None of that means the new system is bad—or good for that matter. But the long period of design, the political compromises required by the nature of the system, the inter-service rivalries, the fiendishly high cost that cutting edge tech imposes, the irrational interplay of military procurement regulations and the vagaries of the congressional budget process, the mind-numbing complexity of both the hardware and software aspects of a next-generation weapons system, the desire of bright thirty-somethings to make a name for themselves—all these will combine to create an atmosphere of controversy and failure around anything new.

That has been the F-35’s fate now for many years, creating a conventional wisdom that the fighter is a white elephant. Maybe so, but it is hard not to be impressed by the flow of better news as the plane moves closer to readiness.

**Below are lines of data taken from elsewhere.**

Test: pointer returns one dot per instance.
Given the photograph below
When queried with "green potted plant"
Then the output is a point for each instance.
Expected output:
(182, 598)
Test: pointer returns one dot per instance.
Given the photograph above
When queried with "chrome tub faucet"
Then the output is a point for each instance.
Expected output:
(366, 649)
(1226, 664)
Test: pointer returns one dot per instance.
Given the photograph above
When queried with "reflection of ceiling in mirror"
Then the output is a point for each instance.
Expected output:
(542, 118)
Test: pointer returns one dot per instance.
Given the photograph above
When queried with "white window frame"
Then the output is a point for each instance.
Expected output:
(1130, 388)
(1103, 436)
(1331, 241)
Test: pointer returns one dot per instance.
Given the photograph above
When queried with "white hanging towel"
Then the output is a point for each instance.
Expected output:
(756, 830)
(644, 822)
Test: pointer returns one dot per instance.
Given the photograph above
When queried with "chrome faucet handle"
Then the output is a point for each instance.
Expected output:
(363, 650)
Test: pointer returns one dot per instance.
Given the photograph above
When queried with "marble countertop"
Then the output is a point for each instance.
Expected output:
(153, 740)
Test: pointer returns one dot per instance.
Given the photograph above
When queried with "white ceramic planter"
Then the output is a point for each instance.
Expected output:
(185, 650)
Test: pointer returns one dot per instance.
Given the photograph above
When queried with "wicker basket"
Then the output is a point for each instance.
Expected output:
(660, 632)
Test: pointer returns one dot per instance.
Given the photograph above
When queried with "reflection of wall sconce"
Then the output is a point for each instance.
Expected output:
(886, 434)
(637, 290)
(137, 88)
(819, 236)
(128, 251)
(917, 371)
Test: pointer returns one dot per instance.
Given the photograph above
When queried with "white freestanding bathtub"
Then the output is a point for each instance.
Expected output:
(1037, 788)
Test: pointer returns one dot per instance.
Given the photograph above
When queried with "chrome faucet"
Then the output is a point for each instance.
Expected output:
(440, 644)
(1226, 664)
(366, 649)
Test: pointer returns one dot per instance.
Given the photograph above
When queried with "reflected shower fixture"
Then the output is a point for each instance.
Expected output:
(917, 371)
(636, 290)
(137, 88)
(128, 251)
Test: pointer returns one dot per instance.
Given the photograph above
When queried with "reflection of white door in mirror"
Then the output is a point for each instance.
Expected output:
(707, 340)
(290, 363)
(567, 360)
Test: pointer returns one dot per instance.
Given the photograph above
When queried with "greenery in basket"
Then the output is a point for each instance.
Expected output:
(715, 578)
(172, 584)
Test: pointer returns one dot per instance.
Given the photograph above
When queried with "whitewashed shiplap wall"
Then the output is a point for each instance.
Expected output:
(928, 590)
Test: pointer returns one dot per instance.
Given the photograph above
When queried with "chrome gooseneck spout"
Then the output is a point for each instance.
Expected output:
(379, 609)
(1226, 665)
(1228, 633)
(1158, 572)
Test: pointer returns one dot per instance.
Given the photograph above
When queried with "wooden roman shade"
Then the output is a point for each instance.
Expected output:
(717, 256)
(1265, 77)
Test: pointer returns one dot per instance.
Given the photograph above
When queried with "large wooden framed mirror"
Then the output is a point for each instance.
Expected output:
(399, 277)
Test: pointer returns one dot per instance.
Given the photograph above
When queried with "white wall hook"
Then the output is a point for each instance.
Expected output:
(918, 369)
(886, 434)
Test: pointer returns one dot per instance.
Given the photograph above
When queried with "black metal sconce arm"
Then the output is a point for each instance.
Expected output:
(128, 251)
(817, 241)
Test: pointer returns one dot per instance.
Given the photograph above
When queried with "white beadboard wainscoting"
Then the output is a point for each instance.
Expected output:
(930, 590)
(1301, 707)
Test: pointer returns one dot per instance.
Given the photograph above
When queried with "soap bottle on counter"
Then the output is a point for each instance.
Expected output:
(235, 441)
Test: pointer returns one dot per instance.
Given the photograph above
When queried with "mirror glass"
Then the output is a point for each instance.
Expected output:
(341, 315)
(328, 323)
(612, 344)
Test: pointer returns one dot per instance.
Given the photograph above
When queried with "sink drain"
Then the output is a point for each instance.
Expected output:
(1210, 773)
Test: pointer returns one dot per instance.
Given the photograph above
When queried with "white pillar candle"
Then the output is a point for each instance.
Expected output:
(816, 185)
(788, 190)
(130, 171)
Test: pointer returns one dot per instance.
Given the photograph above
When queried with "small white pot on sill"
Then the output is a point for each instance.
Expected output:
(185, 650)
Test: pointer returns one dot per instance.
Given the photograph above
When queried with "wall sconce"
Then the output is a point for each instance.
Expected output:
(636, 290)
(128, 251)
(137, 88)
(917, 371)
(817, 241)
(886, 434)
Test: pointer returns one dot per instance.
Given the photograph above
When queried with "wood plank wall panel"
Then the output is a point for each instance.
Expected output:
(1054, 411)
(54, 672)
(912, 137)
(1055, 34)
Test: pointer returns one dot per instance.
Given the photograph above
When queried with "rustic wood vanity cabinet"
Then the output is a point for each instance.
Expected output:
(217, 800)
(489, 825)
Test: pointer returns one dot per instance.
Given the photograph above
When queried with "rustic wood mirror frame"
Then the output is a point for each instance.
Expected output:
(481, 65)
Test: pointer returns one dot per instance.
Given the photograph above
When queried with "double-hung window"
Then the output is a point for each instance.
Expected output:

More hangs on the program’s success than anybody expected back when geopolitical challenges from revisionist powers seemed as over as history. But in these darker days, the arrival of a new generation of fighter jets that solidified allied air control would be welcome news. And, converesely, the failure of a weapons program that has been at the heart of American military planning would be destabilizing and troubling indeed.